I have announced the upcoming release of the W3C Mozilla DOM Connector in one if my previous posts, and now it has finally arrived. You can view it at
http://svn.rubyrailways.com/W3CConnector/
or check it out with svn:
svn co http://svn.rubyrailways.com/W3CConnector/
For a description about the connector, please refer to my previous post.

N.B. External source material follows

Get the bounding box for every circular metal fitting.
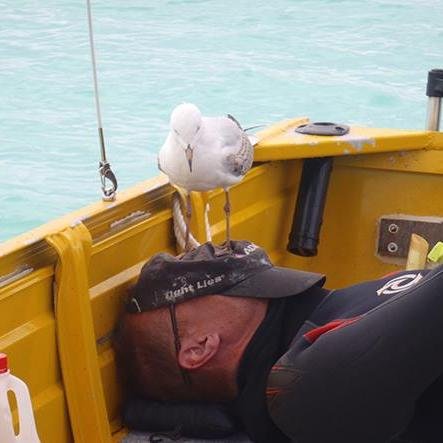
[388,223,399,234]
[295,122,349,135]
[388,241,398,254]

If you would like to try it out, here is how:
#this code snippet gives you a DOM document of the currently loaded page: nsIWebBrowser brow = getWebBrowser(); nsIWebNavigation nav = (nsIWebNavigation) brow.queryInterface(nsIWebNavigation.NS_IWEBNAVIGATION_IID); nsIDOMDocument doc = (nsIDOMDocument) nav.getDocument(); Document mozDoc = (Document) org.mozilla.dom.NodeFactory.getNodeInstance(doc);
From now on, you can use all the existing java/dom libraries such as an XPath2 engine like saxon, xalan, whatever you want working on mozilla documents.
This means tremendous power compared to (in their category outstanding, but still limited) tools like RubyfulSoup or Mechanize, stemming from the power of XPath to query XML documents.
A simple example – dumping DOM of the html document to stdout:
public static void writeDOM(Node n) throws IOException { try { StreamResult sr = new StreamResult(System.out); TransformerFactory trf = TransformerFactory.newInstance(); Transformer tr = trf.newTransformer(); tr.setOutputProperty(OutputKeys.ENCODING, "UTF-8"); tr.transform(new DOMSource(n), sr); } catch (TransformerException e) { throw new IOException(); } }
Cool, isn’t it?
At the moment, I am discussing different integration issues with the Mozilla guys, since the connector should be the part of Mozilla and the Eclipse editor in the future.